Another good thing: she’s off the juice. Her last steroid dose was last Tuesday night, and since then her insane appetite has gradually decreased. (And, sadly, so has her batting average.) She already looks less puffy and uncomfortable, and much more like herself. She seems to be in better spirits, too, with more energy and signature Clio silliness / potty talk.
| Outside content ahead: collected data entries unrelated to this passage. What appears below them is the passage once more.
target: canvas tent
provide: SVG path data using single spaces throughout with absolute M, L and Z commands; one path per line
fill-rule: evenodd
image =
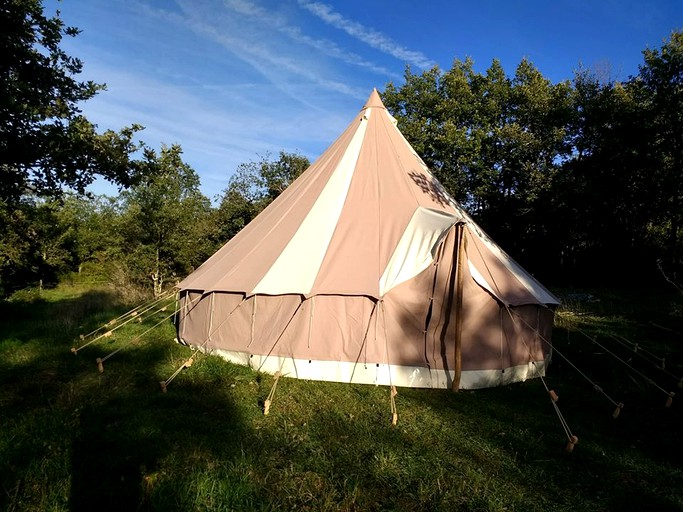
M 454 389 L 544 372 L 558 304 L 444 191 L 376 90 L 179 288 L 179 339 L 230 361 Z

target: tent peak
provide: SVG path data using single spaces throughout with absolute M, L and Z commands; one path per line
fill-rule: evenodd
M 368 98 L 368 101 L 365 102 L 365 106 L 363 106 L 362 110 L 365 110 L 366 108 L 384 108 L 384 103 L 382 103 L 382 98 L 379 96 L 379 92 L 377 92 L 377 88 L 372 89 L 372 93 L 370 93 L 370 97 Z

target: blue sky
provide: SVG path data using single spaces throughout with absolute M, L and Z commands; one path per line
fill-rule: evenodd
M 131 123 L 178 143 L 214 198 L 236 167 L 280 150 L 315 159 L 373 87 L 406 65 L 449 69 L 471 57 L 508 74 L 524 57 L 550 80 L 580 65 L 616 79 L 642 50 L 683 28 L 683 1 L 45 0 L 81 35 L 64 41 L 85 79 L 108 90 L 83 104 L 101 129 Z M 104 183 L 96 193 L 115 194 Z

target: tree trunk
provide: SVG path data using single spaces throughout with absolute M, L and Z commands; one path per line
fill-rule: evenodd
M 156 248 L 156 259 L 154 262 L 154 272 L 152 273 L 152 282 L 154 284 L 154 296 L 161 295 L 161 288 L 164 284 L 164 278 L 161 275 L 161 258 L 159 256 L 159 247 Z

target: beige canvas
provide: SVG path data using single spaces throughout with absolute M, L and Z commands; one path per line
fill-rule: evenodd
M 179 287 L 185 343 L 293 377 L 414 387 L 542 373 L 558 303 L 448 196 L 377 91 Z

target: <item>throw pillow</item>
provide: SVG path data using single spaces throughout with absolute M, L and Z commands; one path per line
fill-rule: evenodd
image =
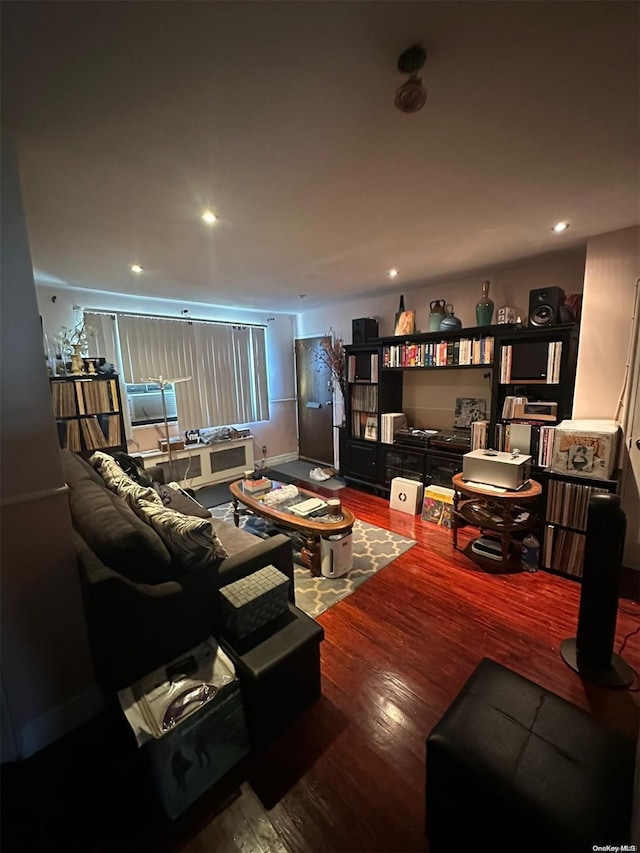
M 162 539 L 175 565 L 186 571 L 197 572 L 227 556 L 209 521 L 145 500 L 138 501 L 135 511 Z
M 135 510 L 136 503 L 139 500 L 161 503 L 161 499 L 156 494 L 155 489 L 135 483 L 108 453 L 102 453 L 102 451 L 97 450 L 91 456 L 89 462 L 100 474 L 107 488 L 123 498 L 131 509 Z

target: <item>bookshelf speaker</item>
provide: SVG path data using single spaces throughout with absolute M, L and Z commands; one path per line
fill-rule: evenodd
M 561 323 L 560 308 L 564 303 L 561 287 L 540 287 L 529 293 L 529 325 L 535 328 Z
M 375 317 L 360 317 L 351 321 L 351 342 L 364 344 L 378 337 L 378 321 Z

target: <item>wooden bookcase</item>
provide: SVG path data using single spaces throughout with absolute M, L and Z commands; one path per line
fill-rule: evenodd
M 60 447 L 82 456 L 95 450 L 126 450 L 117 376 L 61 376 L 50 381 Z

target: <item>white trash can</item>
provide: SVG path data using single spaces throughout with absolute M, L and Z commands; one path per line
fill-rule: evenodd
M 325 578 L 341 578 L 353 568 L 353 533 L 336 533 L 320 540 L 320 571 Z

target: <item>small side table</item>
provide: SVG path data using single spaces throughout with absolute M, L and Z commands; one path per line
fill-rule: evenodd
M 496 491 L 491 486 L 470 485 L 462 474 L 454 474 L 453 483 L 453 547 L 458 548 L 458 527 L 463 520 L 500 535 L 502 563 L 509 559 L 509 543 L 514 533 L 524 533 L 537 527 L 538 518 L 530 505 L 542 494 L 542 486 L 529 480 L 518 491 Z

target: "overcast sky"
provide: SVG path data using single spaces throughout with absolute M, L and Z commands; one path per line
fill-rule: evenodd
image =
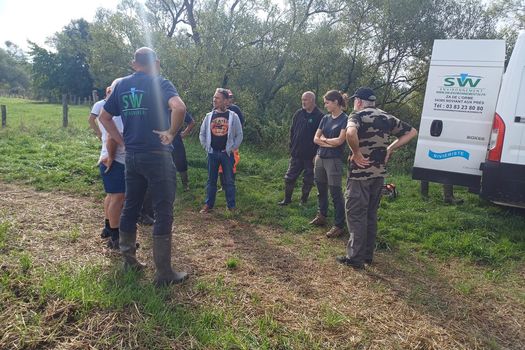
M 10 40 L 27 49 L 27 40 L 44 45 L 72 19 L 91 22 L 99 7 L 116 9 L 119 0 L 0 0 L 0 47 Z

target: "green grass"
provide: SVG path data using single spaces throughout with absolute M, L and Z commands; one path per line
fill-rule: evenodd
M 87 107 L 71 107 L 70 125 L 63 129 L 61 106 L 5 98 L 0 98 L 0 104 L 8 108 L 8 127 L 0 130 L 1 181 L 26 184 L 41 191 L 102 198 L 95 167 L 99 141 L 88 129 Z M 187 140 L 186 148 L 191 191 L 177 195 L 175 211 L 191 215 L 204 201 L 206 158 L 195 135 Z M 407 159 L 403 154 L 404 163 Z M 262 150 L 244 144 L 237 175 L 239 211 L 226 211 L 224 194 L 220 193 L 213 215 L 239 220 L 241 225 L 232 233 L 236 237 L 248 234 L 245 223 L 268 225 L 282 230 L 275 237 L 278 246 L 296 249 L 305 260 L 333 260 L 341 252 L 341 242 L 315 241 L 322 232 L 308 225 L 316 213 L 315 190 L 306 206 L 298 205 L 300 184 L 292 205 L 276 205 L 282 199 L 287 162 L 282 150 Z M 456 193 L 465 199 L 465 204 L 445 205 L 439 185 L 431 185 L 430 199 L 423 201 L 418 194 L 419 184 L 403 174 L 401 168 L 395 169 L 395 175 L 388 180 L 396 183 L 399 197 L 381 203 L 378 249 L 393 256 L 395 265 L 401 267 L 397 273 L 405 274 L 409 281 L 405 292 L 409 305 L 436 315 L 447 310 L 448 300 L 428 283 L 449 283 L 440 280 L 436 260 L 459 261 L 465 267 L 464 276 L 450 282 L 462 296 L 474 295 L 479 287 L 491 282 L 520 279 L 516 271 L 522 268 L 525 256 L 522 212 L 494 206 L 464 189 Z M 18 348 L 56 346 L 61 341 L 59 335 L 72 332 L 60 327 L 82 328 L 99 313 L 117 313 L 120 318 L 115 326 L 121 328 L 100 337 L 94 345 L 98 348 L 177 348 L 181 344 L 181 348 L 198 349 L 318 349 L 330 347 L 319 337 L 320 331 L 344 333 L 348 326 L 363 330 L 364 347 L 374 338 L 369 334 L 367 339 L 367 332 L 372 330 L 365 321 L 328 303 L 318 310 L 315 322 L 320 329 L 297 329 L 279 321 L 278 315 L 289 307 L 286 299 L 267 305 L 260 291 L 232 283 L 249 266 L 243 253 L 226 256 L 218 274 L 196 274 L 183 287 L 184 293 L 192 295 L 192 302 L 184 302 L 174 289 L 154 288 L 150 278 L 123 273 L 116 263 L 113 267 L 42 263 L 19 248 L 21 236 L 14 231 L 6 215 L 0 213 L 0 317 L 8 315 L 9 325 L 16 327 Z M 74 245 L 84 234 L 81 226 L 72 225 L 58 235 L 61 238 L 57 244 Z M 261 278 L 265 283 L 280 283 L 271 274 Z M 370 287 L 378 293 L 386 293 L 390 288 L 380 281 Z M 524 303 L 522 290 L 516 290 L 516 299 Z M 54 316 L 56 320 L 50 320 L 46 310 L 57 301 L 62 306 L 58 310 L 62 311 Z M 14 315 L 7 309 L 10 305 L 17 305 Z M 44 330 L 47 333 L 43 334 Z M 122 345 L 128 334 L 136 335 L 133 346 Z M 493 347 L 497 345 L 494 341 Z
M 321 320 L 323 328 L 329 330 L 337 330 L 347 322 L 345 315 L 328 305 L 324 305 L 322 308 Z
M 70 107 L 70 123 L 62 128 L 61 106 L 0 98 L 8 109 L 8 127 L 0 131 L 0 178 L 29 184 L 38 190 L 103 195 L 98 171 L 99 141 L 88 128 L 88 107 Z M 197 131 L 198 126 L 196 127 Z M 206 157 L 196 135 L 186 141 L 190 192 L 177 196 L 176 211 L 197 210 L 205 197 Z M 406 162 L 407 155 L 403 154 Z M 241 147 L 237 176 L 237 218 L 252 224 L 270 225 L 294 234 L 313 232 L 308 221 L 315 216 L 315 189 L 309 204 L 277 206 L 282 199 L 288 157 L 282 150 L 257 149 L 249 140 Z M 431 186 L 430 200 L 418 194 L 418 182 L 399 173 L 389 178 L 400 196 L 384 200 L 380 208 L 378 247 L 405 246 L 446 259 L 459 257 L 480 264 L 501 266 L 523 261 L 525 220 L 523 212 L 484 202 L 476 195 L 457 189 L 465 199 L 461 206 L 441 202 L 441 187 Z M 222 193 L 217 196 L 216 214 L 225 219 Z M 0 244 L 1 244 L 0 229 Z M 71 232 L 74 241 L 77 233 Z M 286 237 L 283 243 L 286 244 Z
M 78 194 L 99 192 L 98 142 L 87 128 L 89 108 L 70 106 L 62 128 L 59 105 L 0 98 L 7 106 L 7 128 L 0 131 L 0 177 L 38 190 Z
M 7 231 L 11 227 L 8 221 L 0 221 L 0 251 L 5 248 L 7 241 Z
M 230 270 L 235 270 L 239 267 L 239 258 L 230 257 L 226 260 L 226 267 Z
M 210 293 L 217 305 L 180 303 L 170 288 L 155 288 L 138 273 L 124 273 L 100 265 L 79 268 L 68 263 L 33 268 L 30 257 L 22 254 L 19 270 L 0 270 L 3 302 L 20 304 L 20 313 L 10 315 L 9 323 L 17 325 L 17 344 L 21 348 L 41 348 L 46 342 L 59 342 L 54 332 L 60 327 L 68 323 L 89 323 L 90 318 L 101 312 L 128 315 L 125 325 L 139 335 L 138 348 L 141 349 L 170 347 L 174 340 L 213 349 L 318 348 L 312 336 L 288 329 L 270 314 L 239 319 L 242 306 L 235 303 L 231 297 L 232 287 L 226 286 L 222 278 L 211 283 L 198 282 L 194 290 L 204 292 L 204 299 Z M 50 317 L 45 310 L 56 300 L 66 307 L 59 308 Z M 3 305 L 0 303 L 0 311 Z M 24 313 L 28 305 L 31 311 Z M 55 327 L 50 319 L 56 319 L 54 330 L 48 330 Z M 42 334 L 46 330 L 49 334 Z M 128 331 L 126 328 L 112 334 L 114 338 L 101 338 L 97 345 L 120 348 L 119 343 L 126 339 Z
Case in point: Her forthcoming hit single, composed the other night: “I’m a droopy, droopy poopy.” Everybody sing along!
She’s doing so well — as well as she possibly could be doing.
But sometimes it hits me, just how much her little body is being put through — and will be put through over the next two-plus years. The mutant cells still hiding somewhere in her bones right now, hell-bent on destroying her. The surgically implanted port in her chest. The multiple lumbar punctures and bone marrow biopsies. The toxic drugs they’re using to cure her. The other drugs, to mitigate the side effects of those.
The other night while I was lying in bed waiting to fall asleep, for whatever reason I had a very vivid memory of how Clio felt in my arms as a baby. And thinking of her that way — small, and healthy and untouched by any of this — was so, so keenly painful. I haven’t broken down and cried much since our first few days in the hospital, but this was one of the times when I did.
Another time was last week right after I dropped Elsa off at day camp — after she screamed and cried and literally had to be pried off of me as I tried to leave. Not because she hated camp, but because she wanted more of me, of home, of her sister, of the normal routine she’d lost. (When I picked her up at the end of the day she was, of course, happy as a clam.)
I don’t cry when I’m suddenly struck by the weight and enormity of all this, or momentarily disoriented by the reality that somehow we’ve become one of those families with a kid with cancer (you know, those other families that you read about, and feel sorry for). Because these little realizations happen about three times a day, on average, and seriously, who’s got time for all that crying?
When people ask me how I’m doing (“How are you doing?” or “How are you doing?”) I tell them, truthfully, that I’m doing pretty well. I’m not unhappy. I get the feeling they don’t quite believe me. Like, they think I’m putting on a brave face but am inwardly wracked by fear and stress and sorrow and worry. Either that or I’m in serious denial.
But it’s true. I am doing fine. That doesn’t mean it isn’t hard sometimes.